In abrasive waterjetting, the pressure rating that defines ultrahighpressure (UHP) cutting is a moving target. According to Brad Schwartz, West Coast regional sales manager for Jet Edge, St. Michael, Minn., the top pressure rating in the mid-1980s was 36,000 psi and is now 60,000 psi for Jet Edge. He indicated that few in the industry are cutting using waterjets with less than 55,000 psi, which is the generally accepted starting point for UHP.
Last year, Flow International Corp., Kent, Wash., introduced an 87,000-psi HyperPressure waterjet. Chris Maier, Flow’s product manager for shape cutting, said the 45 percent increase in pressure from a 60,000-psi UHP system reduces workpiece taper by up to 0.001", uses 30 to 50 percent less abrasive and cuts 30 to 50 percent faster. “That translates into lower part cost,” he said. The 87,000-psi waterjet cuts part cost by 20 to 30 percent, according to Flow.
When looking into an UHP waterjet system, a shop should consider its facility’s layout, including utilities, electrical voltage and water drainage capabilities, noted Bob Pedrazas, marketing manager for KMT Waterjet Systems Inc., Baxter Springs, Kan. “A water sample should also be conducted to determine if special water filtration is needed to ensure longer component life,” he said.
The waterjet system’s pump creates the pressure, and most UHP systems use an intensifier pump.
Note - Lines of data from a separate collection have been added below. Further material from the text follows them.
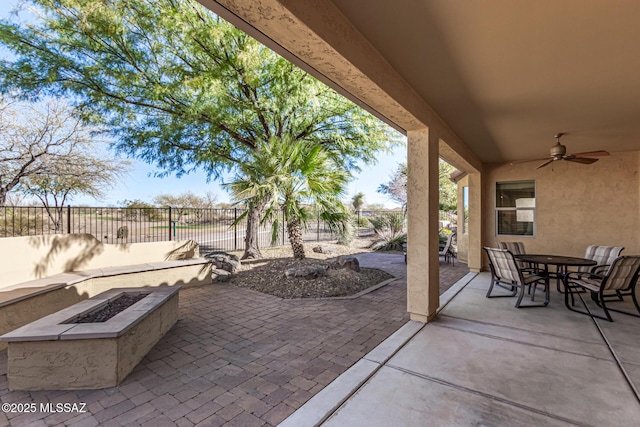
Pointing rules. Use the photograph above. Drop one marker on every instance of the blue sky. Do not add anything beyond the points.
(141, 184)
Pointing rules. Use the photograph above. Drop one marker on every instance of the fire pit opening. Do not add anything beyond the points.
(108, 310)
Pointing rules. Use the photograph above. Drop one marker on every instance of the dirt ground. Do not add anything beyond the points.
(267, 275)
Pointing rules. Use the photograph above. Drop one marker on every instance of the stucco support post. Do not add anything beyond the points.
(474, 254)
(423, 296)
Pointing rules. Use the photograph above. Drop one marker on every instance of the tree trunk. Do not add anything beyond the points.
(251, 249)
(295, 237)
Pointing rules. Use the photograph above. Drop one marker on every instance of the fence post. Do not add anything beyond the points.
(235, 229)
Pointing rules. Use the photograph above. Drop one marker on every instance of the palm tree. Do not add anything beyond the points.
(357, 201)
(288, 176)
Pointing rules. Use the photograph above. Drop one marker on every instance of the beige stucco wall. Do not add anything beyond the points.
(576, 205)
(34, 257)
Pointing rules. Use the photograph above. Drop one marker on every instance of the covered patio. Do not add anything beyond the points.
(484, 362)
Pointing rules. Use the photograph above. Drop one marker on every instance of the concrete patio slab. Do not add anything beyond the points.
(484, 362)
(544, 380)
(406, 399)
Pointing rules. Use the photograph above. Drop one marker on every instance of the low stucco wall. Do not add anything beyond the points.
(24, 311)
(90, 362)
(35, 257)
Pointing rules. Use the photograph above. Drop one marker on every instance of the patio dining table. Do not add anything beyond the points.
(561, 262)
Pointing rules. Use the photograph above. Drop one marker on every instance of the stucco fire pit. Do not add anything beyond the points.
(54, 353)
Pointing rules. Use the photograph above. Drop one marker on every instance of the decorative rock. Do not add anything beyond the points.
(224, 261)
(345, 261)
(322, 250)
(308, 271)
(220, 276)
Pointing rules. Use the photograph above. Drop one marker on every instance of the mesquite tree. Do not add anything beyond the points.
(180, 88)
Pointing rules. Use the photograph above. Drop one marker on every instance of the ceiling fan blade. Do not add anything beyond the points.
(584, 160)
(515, 162)
(592, 154)
(545, 163)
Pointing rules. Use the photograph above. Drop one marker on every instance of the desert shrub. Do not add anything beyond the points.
(395, 222)
(379, 223)
(346, 234)
(389, 241)
(21, 222)
(444, 234)
(363, 222)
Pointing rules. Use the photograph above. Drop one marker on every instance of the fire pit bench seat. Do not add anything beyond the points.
(44, 274)
(63, 351)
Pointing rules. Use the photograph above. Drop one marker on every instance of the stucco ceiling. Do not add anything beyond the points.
(507, 75)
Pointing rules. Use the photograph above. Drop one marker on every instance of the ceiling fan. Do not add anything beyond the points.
(559, 152)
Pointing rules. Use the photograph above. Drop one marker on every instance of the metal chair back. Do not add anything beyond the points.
(603, 255)
(622, 274)
(504, 264)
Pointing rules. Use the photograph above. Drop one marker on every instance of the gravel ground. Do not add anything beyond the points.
(267, 275)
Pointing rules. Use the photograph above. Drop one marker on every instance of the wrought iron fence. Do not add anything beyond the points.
(217, 229)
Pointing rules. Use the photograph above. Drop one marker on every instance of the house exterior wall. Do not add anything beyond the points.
(576, 205)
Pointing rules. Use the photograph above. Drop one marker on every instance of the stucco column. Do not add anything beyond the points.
(423, 296)
(474, 253)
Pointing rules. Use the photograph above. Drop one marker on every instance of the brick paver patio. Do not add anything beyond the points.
(238, 357)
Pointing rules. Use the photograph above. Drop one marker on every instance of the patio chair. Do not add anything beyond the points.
(604, 256)
(517, 248)
(505, 273)
(621, 276)
(447, 251)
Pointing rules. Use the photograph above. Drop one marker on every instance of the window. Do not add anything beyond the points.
(515, 208)
(465, 210)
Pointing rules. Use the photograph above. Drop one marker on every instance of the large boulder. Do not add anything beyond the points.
(321, 250)
(224, 261)
(345, 261)
(307, 271)
(220, 276)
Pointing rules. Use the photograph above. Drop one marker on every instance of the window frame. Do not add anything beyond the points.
(515, 209)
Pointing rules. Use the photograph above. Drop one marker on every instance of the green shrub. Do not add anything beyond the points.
(389, 241)
(363, 222)
(379, 223)
(444, 234)
(346, 234)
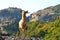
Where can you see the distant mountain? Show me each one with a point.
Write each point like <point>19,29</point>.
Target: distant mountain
<point>10,13</point>
<point>46,15</point>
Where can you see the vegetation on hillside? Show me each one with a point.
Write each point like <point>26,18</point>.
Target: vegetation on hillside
<point>48,31</point>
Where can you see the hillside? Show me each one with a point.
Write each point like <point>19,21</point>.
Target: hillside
<point>46,15</point>
<point>9,19</point>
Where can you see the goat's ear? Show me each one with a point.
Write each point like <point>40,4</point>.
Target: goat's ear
<point>26,11</point>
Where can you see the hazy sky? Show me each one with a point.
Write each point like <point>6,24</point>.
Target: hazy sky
<point>31,5</point>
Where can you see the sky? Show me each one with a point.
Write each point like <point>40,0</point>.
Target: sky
<point>30,5</point>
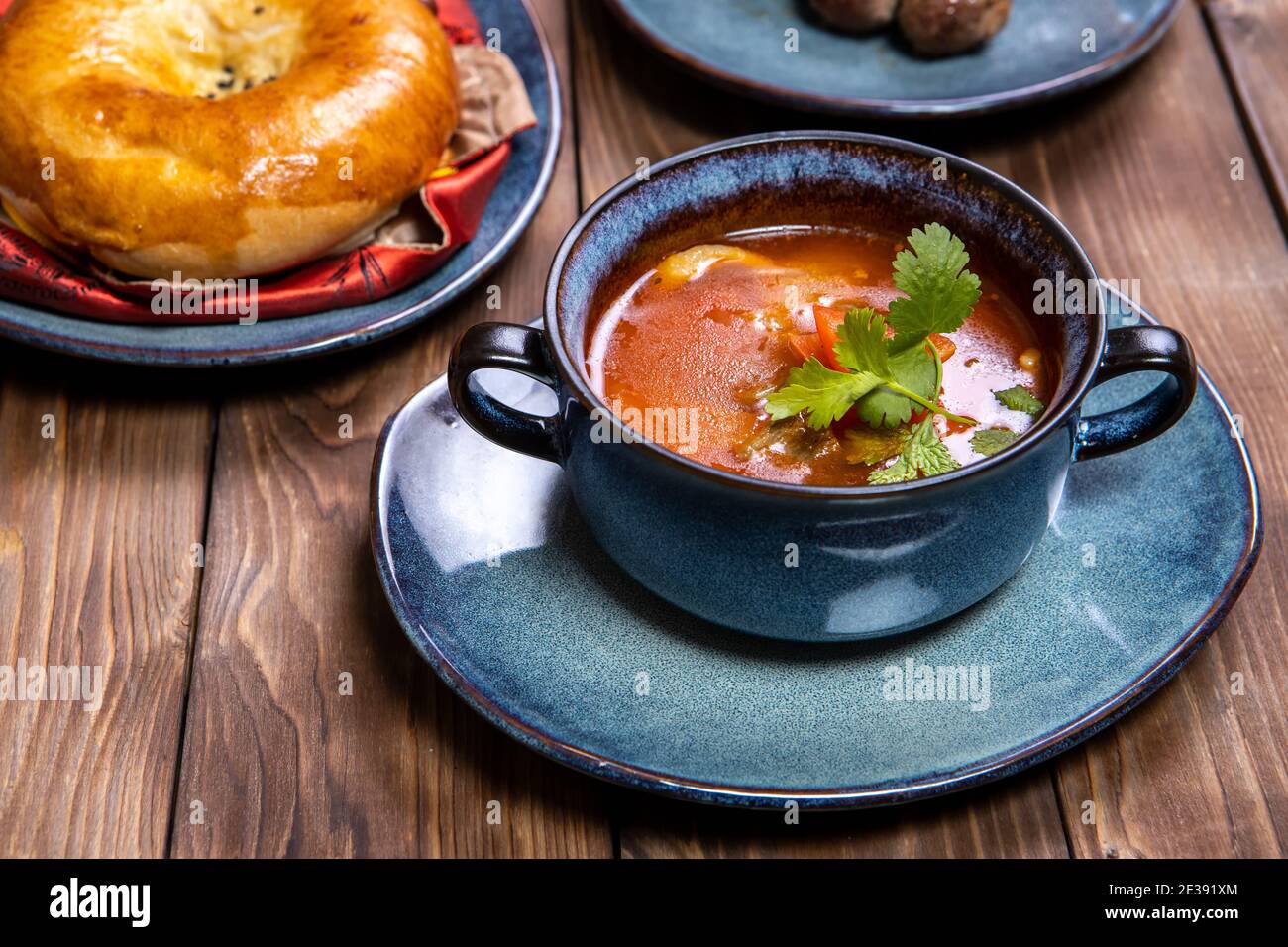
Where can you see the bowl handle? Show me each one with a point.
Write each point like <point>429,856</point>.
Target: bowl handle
<point>1138,348</point>
<point>515,348</point>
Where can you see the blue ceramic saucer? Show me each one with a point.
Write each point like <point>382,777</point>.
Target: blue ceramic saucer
<point>509,210</point>
<point>498,583</point>
<point>739,46</point>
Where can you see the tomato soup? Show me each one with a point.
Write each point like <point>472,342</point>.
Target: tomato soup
<point>702,342</point>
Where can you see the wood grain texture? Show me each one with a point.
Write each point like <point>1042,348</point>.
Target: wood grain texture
<point>1141,174</point>
<point>1252,38</point>
<point>279,761</point>
<point>1017,818</point>
<point>1140,170</point>
<point>95,530</point>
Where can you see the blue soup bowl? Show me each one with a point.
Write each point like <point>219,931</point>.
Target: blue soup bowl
<point>803,562</point>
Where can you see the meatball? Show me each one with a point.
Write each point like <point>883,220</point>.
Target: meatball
<point>943,27</point>
<point>855,16</point>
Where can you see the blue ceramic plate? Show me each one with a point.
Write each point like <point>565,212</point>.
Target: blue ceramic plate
<point>739,44</point>
<point>509,210</point>
<point>500,586</point>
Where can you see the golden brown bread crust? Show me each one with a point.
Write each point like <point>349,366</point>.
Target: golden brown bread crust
<point>110,140</point>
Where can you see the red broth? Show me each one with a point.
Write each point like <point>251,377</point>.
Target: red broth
<point>690,351</point>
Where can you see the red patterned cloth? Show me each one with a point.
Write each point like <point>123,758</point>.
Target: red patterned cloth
<point>449,206</point>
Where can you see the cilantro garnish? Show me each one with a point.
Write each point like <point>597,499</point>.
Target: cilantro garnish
<point>992,440</point>
<point>863,350</point>
<point>887,377</point>
<point>1020,399</point>
<point>922,454</point>
<point>940,290</point>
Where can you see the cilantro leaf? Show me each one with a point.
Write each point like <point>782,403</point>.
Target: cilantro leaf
<point>861,343</point>
<point>940,291</point>
<point>864,445</point>
<point>992,440</point>
<point>825,394</point>
<point>898,472</point>
<point>926,451</point>
<point>1020,399</point>
<point>915,369</point>
<point>922,454</point>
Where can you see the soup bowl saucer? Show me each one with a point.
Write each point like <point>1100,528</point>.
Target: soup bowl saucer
<point>497,582</point>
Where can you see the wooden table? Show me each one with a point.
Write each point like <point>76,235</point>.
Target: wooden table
<point>223,729</point>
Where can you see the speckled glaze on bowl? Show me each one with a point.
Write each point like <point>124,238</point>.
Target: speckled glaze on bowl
<point>510,209</point>
<point>500,586</point>
<point>806,562</point>
<point>739,46</point>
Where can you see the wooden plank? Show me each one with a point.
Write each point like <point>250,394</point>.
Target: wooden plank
<point>1014,819</point>
<point>1141,174</point>
<point>1250,37</point>
<point>622,119</point>
<point>275,761</point>
<point>95,530</point>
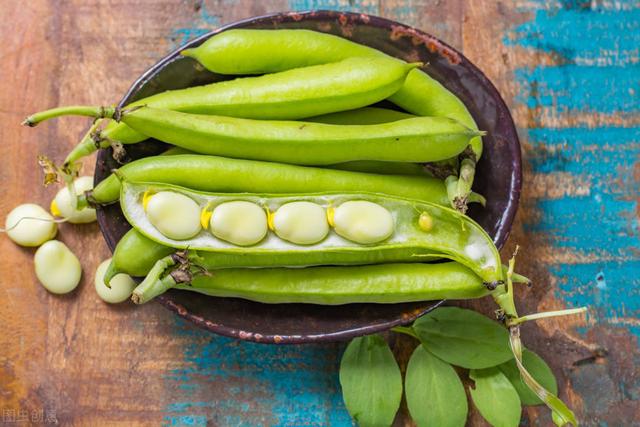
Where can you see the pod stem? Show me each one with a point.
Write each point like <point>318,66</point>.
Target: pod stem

A white paper from Flow about its HyperPressure waterjet technology explained the basic mechanics of intensifier pumps. Two fluid circuits exist in a typical intensifier pump: the hydraulic circuit (using oil) and the water circuit. In the hydraulic circuit of a 60,000- psi intensifier pump, hydraulic oil is pressurized to 3,000 psi. This oil passes through valves that create the stroking action of the intensifier by sending hydraulic oil to one side or the other of the biscuit/plunger assembly (Figure 1). The small arrows denote 3,000 psi of oil pressure pushing against the biscuit. The biscuit is attached to a plunger that, in turn, pushes against low-pressure water in the water circuit, which is depicted with the large arrow.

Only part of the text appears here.